Destarte, a situação prevista na alínea b) só se verifica quando, de forma absoluta, a sentença não:
- Discriminar os factos que considera provados e não provados;
- Fundamentar a decisão de facto;
- Indicar, interpretar e aplicar as normas jurídicas correspondentes.

Não se verifica quando:
- A enunciação dos factos (art.º 607º, n.º 3 do CPC) seja deficiente, obscura, contraditória ou incompleta, patologias a superar, inclusive de forma oficiosa, nos termos da alínea c) do n.º 2 do art.º 662º, ou padeça de erro de julgamento, situação a superar através da impugnação da decisão de facto, nos termos dos arts.º 640º e 662º, n.º 1 do CPC;
- A motivação da decisão de facto (art.º 607º, n.º 4 do CPC) seja deficiente, no sentido de não estar devidamente fundamentada a decisão proferida sobre algum facto essencial para o julgamento da causa, situação que segue o regime do art.º 662º n.º 2, alínea d) do CPC;
- A fundamentação de direito (art.º 607º, n.º 3 do CPC) seja medíocre, insuficiente, incompleta, não convincente ou contrária à lei, situação em que poderá haver erro de julgamento de direito, que a Relação conhecerá.

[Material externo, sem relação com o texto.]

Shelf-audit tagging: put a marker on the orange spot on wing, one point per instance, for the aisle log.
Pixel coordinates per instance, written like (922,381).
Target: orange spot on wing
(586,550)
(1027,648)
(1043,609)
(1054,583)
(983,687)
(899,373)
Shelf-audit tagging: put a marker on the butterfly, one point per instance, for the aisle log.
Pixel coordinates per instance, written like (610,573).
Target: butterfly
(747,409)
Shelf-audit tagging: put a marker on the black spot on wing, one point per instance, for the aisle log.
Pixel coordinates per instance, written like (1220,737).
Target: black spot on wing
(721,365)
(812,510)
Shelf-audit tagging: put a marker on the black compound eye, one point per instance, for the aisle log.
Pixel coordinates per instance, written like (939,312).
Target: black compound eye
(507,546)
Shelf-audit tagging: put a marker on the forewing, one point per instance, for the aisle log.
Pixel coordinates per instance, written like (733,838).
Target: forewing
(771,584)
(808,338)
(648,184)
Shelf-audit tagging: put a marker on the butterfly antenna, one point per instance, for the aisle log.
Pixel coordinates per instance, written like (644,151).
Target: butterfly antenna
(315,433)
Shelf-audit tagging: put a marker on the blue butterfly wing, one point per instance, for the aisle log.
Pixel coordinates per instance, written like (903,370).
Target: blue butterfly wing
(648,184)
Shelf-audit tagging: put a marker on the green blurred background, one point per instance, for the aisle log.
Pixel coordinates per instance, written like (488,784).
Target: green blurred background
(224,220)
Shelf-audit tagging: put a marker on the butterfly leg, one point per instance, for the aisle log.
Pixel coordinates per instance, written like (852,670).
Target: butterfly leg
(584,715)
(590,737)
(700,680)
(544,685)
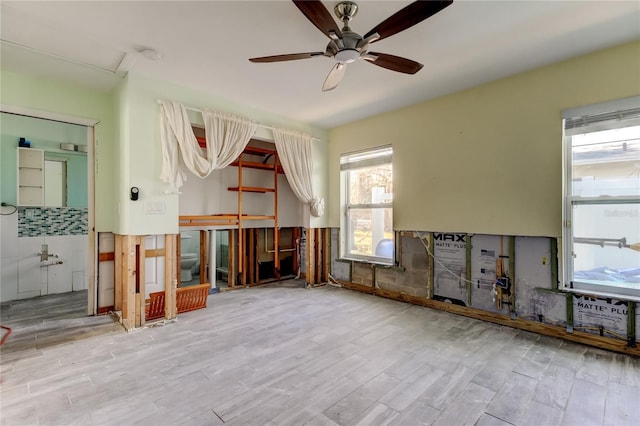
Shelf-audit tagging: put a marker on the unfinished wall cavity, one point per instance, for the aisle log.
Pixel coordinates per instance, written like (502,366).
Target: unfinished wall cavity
(511,280)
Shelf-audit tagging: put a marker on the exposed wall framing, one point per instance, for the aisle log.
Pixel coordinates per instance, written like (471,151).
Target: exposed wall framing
(318,255)
(129,256)
(525,293)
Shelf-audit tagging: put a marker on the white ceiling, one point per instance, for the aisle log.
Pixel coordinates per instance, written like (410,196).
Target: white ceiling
(206,45)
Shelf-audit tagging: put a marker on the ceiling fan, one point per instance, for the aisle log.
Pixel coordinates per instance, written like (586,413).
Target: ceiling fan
(346,47)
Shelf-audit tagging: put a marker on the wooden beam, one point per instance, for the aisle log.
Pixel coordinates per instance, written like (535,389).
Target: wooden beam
(602,342)
(276,229)
(178,261)
(170,280)
(106,257)
(128,281)
(118,253)
(154,253)
(203,256)
(141,281)
(326,237)
(311,256)
(252,256)
(295,243)
(231,273)
(242,257)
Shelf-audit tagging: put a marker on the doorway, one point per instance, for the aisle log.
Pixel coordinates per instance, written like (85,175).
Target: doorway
(52,242)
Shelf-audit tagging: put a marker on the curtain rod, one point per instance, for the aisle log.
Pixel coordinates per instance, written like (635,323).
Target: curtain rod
(313,138)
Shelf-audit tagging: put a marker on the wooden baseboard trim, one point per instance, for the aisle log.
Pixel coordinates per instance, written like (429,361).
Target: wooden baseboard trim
(601,342)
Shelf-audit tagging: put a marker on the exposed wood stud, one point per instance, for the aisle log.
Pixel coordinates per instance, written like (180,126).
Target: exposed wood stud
(326,239)
(310,252)
(569,308)
(171,282)
(553,263)
(242,257)
(252,256)
(117,301)
(512,275)
(141,276)
(431,269)
(496,318)
(468,268)
(631,324)
(203,257)
(231,277)
(178,261)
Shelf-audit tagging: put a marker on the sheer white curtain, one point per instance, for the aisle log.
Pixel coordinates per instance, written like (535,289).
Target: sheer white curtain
(227,136)
(294,151)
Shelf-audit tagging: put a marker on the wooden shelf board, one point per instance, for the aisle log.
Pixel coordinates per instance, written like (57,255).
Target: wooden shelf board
(251,189)
(252,150)
(257,217)
(255,165)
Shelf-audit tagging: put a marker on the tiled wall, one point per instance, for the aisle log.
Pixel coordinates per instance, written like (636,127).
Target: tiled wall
(52,221)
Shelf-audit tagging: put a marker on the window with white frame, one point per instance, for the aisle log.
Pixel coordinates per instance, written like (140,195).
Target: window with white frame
(601,241)
(367,196)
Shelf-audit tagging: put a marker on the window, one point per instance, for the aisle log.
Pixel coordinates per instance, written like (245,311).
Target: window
(366,193)
(602,199)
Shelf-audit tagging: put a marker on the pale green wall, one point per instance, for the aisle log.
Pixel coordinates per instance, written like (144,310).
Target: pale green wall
(46,95)
(143,157)
(489,159)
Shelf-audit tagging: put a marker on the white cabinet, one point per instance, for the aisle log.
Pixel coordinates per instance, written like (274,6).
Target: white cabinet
(30,177)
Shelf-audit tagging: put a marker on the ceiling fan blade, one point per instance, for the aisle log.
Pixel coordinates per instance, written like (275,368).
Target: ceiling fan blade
(319,16)
(407,17)
(394,63)
(335,77)
(288,57)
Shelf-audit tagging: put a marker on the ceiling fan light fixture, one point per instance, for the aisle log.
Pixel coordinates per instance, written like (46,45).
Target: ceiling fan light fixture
(346,56)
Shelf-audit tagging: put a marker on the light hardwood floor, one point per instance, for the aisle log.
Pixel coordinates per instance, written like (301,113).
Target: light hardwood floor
(286,355)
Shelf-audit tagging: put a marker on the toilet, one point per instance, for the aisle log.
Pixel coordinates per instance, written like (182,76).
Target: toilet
(188,265)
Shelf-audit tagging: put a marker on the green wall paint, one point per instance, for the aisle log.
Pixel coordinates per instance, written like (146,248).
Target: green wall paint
(488,159)
(40,94)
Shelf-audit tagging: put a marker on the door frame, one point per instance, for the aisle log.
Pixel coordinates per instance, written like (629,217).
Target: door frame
(89,123)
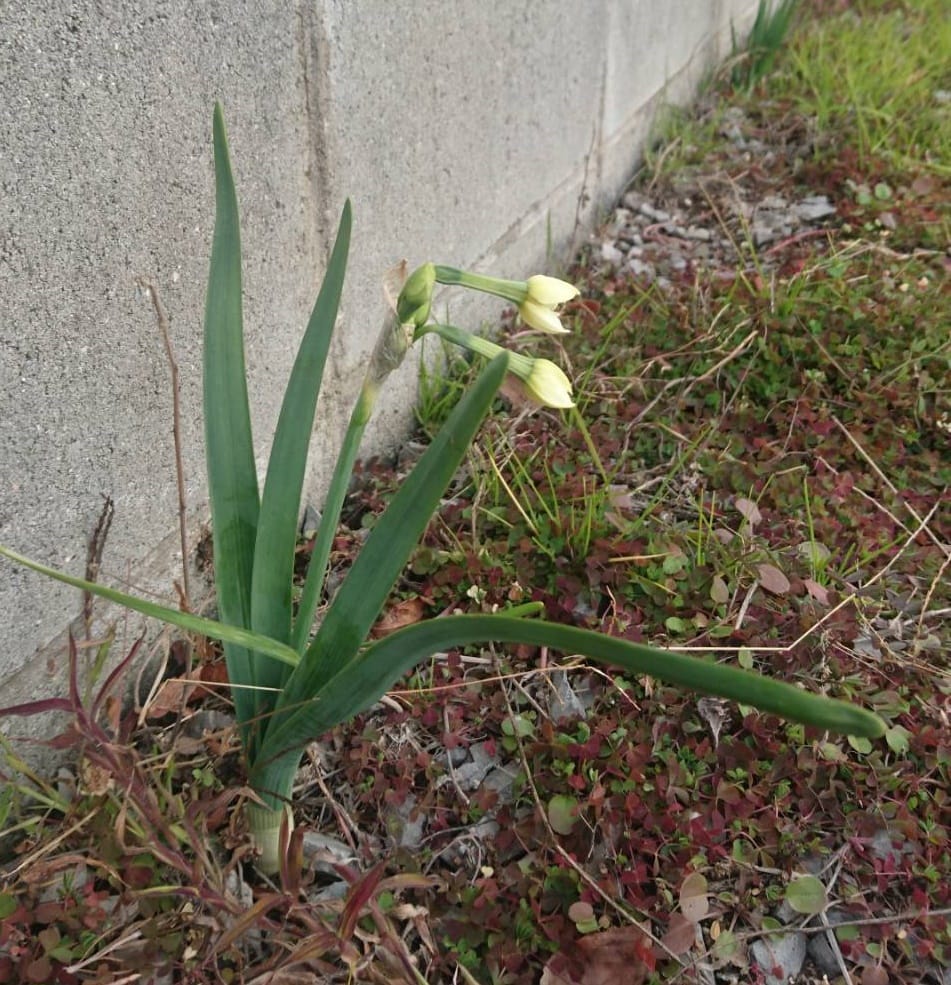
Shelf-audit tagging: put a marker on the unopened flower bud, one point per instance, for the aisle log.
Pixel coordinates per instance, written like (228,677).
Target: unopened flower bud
(416,297)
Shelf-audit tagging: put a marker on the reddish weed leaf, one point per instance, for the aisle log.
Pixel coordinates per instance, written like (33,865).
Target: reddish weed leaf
(749,511)
(772,579)
(816,591)
(171,697)
(622,954)
(681,934)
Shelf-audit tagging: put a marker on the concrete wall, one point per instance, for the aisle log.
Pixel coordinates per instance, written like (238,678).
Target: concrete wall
(460,131)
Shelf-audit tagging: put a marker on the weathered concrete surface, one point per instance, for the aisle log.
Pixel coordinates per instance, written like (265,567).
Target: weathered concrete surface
(472,134)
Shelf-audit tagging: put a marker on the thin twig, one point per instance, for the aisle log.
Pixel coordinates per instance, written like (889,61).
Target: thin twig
(162,317)
(922,524)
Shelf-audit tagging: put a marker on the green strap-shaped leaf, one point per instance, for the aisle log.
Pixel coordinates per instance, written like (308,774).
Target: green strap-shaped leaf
(232,479)
(231,635)
(329,521)
(383,557)
(280,503)
(366,678)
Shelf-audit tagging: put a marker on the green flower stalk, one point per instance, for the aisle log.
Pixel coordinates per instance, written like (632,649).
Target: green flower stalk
(543,382)
(537,299)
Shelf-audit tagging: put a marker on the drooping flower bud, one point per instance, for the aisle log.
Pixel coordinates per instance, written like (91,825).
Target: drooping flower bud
(416,297)
(544,295)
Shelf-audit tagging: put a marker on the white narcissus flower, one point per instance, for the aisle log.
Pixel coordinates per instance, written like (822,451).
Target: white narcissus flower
(548,385)
(544,295)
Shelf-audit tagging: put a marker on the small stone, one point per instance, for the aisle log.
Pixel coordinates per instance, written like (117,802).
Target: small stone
(658,215)
(782,953)
(563,702)
(470,774)
(611,254)
(814,208)
(457,755)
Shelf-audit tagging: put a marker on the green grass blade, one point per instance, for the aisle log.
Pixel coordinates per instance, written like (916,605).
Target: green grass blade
(380,665)
(362,594)
(230,635)
(232,479)
(329,520)
(280,504)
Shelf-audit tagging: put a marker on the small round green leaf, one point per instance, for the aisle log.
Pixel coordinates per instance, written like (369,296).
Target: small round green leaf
(562,814)
(807,894)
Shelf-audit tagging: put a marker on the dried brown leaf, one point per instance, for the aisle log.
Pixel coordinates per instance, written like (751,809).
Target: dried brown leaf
(404,613)
(694,902)
(772,579)
(681,934)
(749,511)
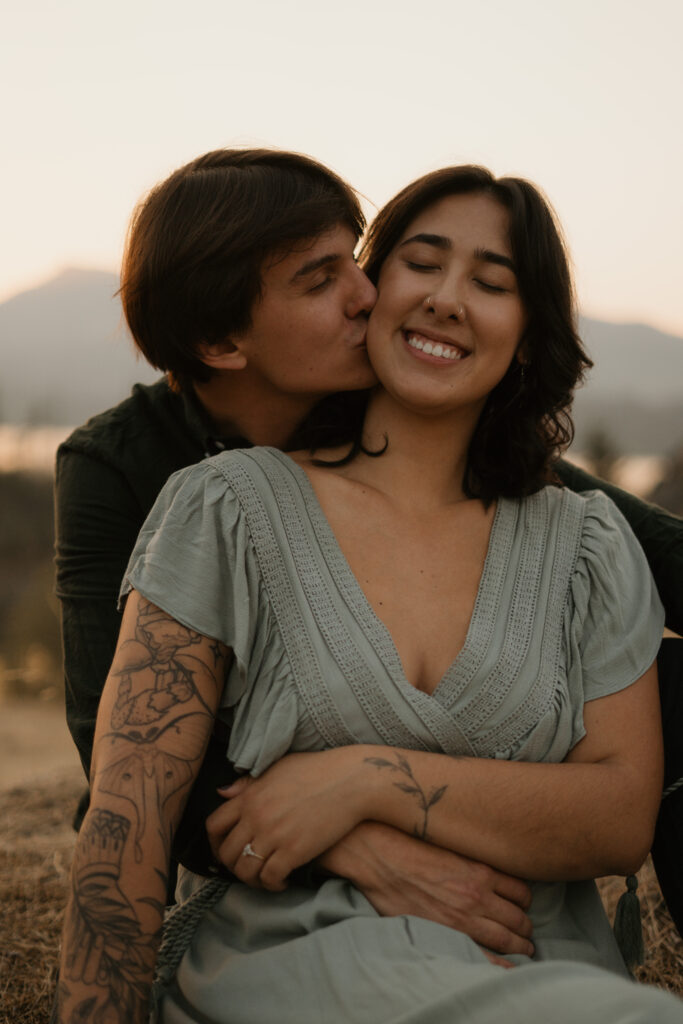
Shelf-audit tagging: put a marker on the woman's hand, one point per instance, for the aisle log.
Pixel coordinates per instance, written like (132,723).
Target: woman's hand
(296,810)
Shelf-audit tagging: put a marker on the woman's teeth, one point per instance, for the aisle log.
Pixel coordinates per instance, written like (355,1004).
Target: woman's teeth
(433,348)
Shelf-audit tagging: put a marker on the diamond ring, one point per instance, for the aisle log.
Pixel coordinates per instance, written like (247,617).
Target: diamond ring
(249,851)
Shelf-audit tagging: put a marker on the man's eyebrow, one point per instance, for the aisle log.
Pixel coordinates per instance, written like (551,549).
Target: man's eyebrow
(438,241)
(487,256)
(314,264)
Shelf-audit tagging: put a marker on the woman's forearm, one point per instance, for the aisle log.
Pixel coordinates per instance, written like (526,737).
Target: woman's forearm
(113,924)
(153,726)
(591,815)
(543,821)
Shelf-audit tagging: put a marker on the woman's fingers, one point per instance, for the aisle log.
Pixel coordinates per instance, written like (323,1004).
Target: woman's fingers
(513,889)
(495,958)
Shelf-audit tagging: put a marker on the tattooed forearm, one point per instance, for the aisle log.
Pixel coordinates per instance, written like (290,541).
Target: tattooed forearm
(412,787)
(160,720)
(111,954)
(154,723)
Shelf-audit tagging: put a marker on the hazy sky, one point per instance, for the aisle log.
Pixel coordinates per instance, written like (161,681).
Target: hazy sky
(584,97)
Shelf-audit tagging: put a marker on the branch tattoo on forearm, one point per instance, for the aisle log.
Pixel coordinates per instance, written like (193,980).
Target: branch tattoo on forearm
(412,787)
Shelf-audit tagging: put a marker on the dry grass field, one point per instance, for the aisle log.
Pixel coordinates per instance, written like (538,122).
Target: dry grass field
(35,854)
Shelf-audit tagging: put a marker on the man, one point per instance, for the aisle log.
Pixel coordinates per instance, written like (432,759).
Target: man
(239,281)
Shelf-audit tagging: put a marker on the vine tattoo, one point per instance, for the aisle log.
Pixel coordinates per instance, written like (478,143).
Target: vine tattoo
(412,787)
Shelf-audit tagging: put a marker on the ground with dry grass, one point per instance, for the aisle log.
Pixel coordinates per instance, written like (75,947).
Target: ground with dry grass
(35,855)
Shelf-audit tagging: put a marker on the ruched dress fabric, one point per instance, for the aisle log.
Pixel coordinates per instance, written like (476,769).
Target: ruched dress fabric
(238,548)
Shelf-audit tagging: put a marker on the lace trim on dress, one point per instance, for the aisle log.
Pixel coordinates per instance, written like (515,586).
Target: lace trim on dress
(300,651)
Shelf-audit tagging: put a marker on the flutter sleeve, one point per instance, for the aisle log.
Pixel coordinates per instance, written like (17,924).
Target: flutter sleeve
(615,617)
(194,558)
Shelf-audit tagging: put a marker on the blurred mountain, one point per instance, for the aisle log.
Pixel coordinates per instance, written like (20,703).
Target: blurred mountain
(65,350)
(66,354)
(633,398)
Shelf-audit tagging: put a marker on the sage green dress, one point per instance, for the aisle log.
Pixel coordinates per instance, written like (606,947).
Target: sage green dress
(238,548)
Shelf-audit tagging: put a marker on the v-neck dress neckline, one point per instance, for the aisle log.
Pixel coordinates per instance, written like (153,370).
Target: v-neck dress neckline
(485,601)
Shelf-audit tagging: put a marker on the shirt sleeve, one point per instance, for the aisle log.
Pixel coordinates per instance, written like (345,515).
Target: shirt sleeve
(195,559)
(659,534)
(96,522)
(617,617)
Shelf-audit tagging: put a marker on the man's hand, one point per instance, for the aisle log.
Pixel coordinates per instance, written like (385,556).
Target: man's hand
(400,875)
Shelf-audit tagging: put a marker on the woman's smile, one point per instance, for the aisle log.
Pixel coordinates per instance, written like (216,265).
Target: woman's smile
(435,349)
(447,301)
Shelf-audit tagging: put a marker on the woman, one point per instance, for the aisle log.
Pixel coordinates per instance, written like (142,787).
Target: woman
(462,652)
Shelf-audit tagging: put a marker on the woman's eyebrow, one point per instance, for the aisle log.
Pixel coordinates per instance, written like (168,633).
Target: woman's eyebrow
(438,241)
(487,256)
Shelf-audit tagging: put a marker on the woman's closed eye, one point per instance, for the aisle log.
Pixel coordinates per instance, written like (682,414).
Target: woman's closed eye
(421,267)
(322,285)
(489,287)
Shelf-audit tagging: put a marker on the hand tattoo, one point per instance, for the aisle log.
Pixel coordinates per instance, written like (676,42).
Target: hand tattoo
(413,787)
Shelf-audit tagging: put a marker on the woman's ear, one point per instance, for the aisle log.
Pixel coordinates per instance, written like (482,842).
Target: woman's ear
(221,354)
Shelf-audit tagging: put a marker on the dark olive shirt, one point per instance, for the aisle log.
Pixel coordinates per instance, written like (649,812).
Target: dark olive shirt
(109,474)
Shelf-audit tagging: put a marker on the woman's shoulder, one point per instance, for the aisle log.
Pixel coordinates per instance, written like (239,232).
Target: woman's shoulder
(590,509)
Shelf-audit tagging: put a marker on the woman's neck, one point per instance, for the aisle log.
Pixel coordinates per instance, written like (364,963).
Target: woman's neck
(425,462)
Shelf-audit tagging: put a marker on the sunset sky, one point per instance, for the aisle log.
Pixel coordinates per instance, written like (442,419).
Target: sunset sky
(585,98)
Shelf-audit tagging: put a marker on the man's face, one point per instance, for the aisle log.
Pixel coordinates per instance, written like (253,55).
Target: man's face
(307,336)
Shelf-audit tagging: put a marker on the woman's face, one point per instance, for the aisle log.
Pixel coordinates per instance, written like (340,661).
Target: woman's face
(449,318)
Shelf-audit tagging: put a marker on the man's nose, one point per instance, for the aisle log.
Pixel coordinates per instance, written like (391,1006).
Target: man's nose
(363,296)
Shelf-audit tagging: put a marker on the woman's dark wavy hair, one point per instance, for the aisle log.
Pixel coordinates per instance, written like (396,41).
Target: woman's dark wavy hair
(198,242)
(525,423)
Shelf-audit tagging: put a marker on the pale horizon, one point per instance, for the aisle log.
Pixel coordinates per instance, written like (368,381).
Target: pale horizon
(583,99)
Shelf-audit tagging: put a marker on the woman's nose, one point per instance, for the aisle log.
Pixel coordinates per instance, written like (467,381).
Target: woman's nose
(444,306)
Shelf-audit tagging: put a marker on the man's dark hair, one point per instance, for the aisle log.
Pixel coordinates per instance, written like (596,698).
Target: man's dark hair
(525,422)
(197,244)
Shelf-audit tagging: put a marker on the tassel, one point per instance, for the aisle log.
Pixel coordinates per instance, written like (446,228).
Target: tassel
(628,928)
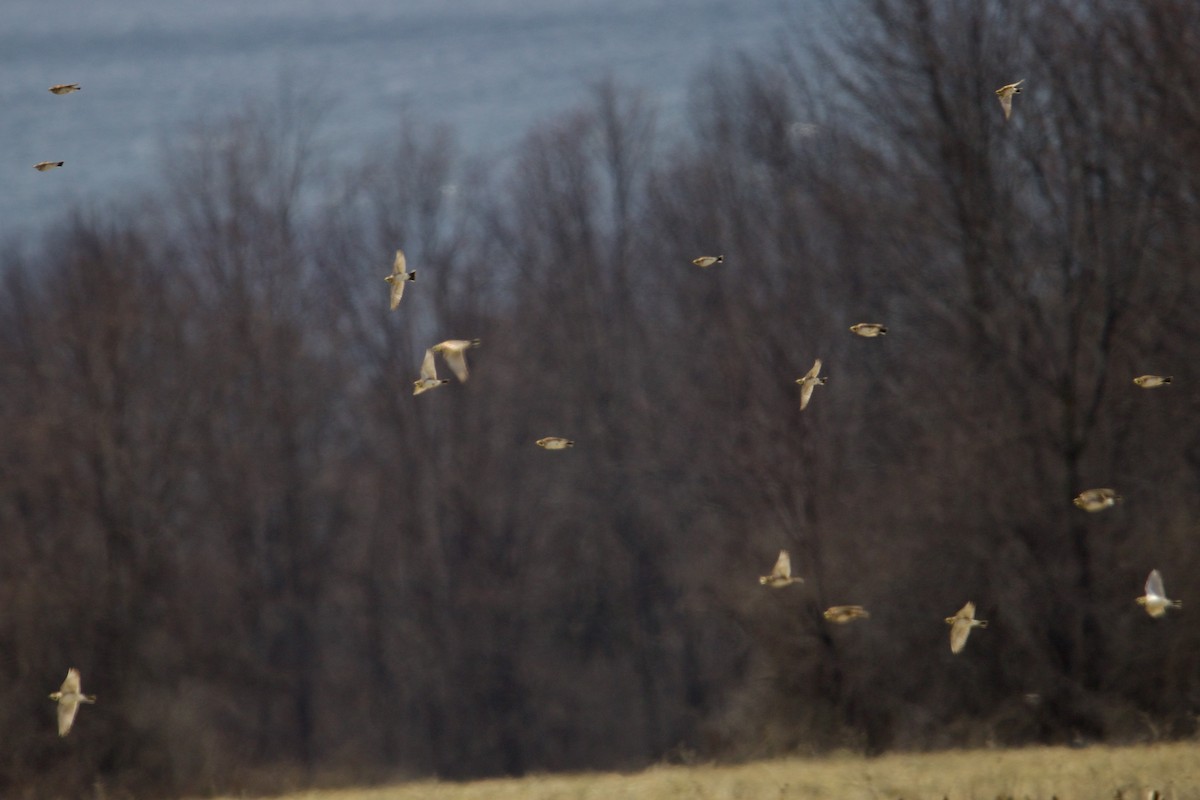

A propósito da especificação dos fundamentos de facto e de direito na decisão e utilizando a expressão “motivação” no sentido de “fundamentos de facto e de direito”, expressão que restringimos à justificação da decisão da matéria de facto, afirmava Alberto dos Reis, in CPC Anotado, V, 140: “Há que distinguir cuidadosamente a falta absoluta de motivação, da motivação deficiente, medíocre ou errada. O que a lei considera nulidade é a falta absoluta de motivação; a insuficiência ou mediocridade da motivação é espécie diferente, afecta o valor doutrinal da sentença, sujeita-a ao risco de ser revogada ou alterada em recurso, mas não produz nulidade. Por falta absoluta de motivação deve entender-se a ausência total de fundamentos de direito e de facto. Se a sentença especificar os fundamentos de direito, mas não especificar os fundamentos de facto, ou vice-versa, verifica-se a nulidade”.

Na jurisprudência, que é vasta quanto à questão em apreço, e a título meramente ilustrativo, vd. o Ac. do STJ de 02/03/2021, processo 835/15.0T8LRA.C3.S1, consultável in www.dgsi.pt/jstj: “Só a absoluta falta de fundamentação - e não a errada, incompleta ou insuficiente fundamentação - integra a previsão da nulidade do artigo 615.º, n.º 1, al. b), do Código de Processo Civil”.

Quanto à função da justificação da decisão de facto referem Lebre de Freitas e Isabel Alexandre, in Código de Processo Civil Anotado, vol. 2º, 3ª edição, pág. 707: “A fundamentação [da decisão de facto] passou a exercer, pois, a dupla função de facilitar o reexame da causa pelo tribunal superior e de reforçar o autocontrolo do julgador, sendo um elemento fundamental na transparência da Justiça, inerente ao ato jurisdicional.”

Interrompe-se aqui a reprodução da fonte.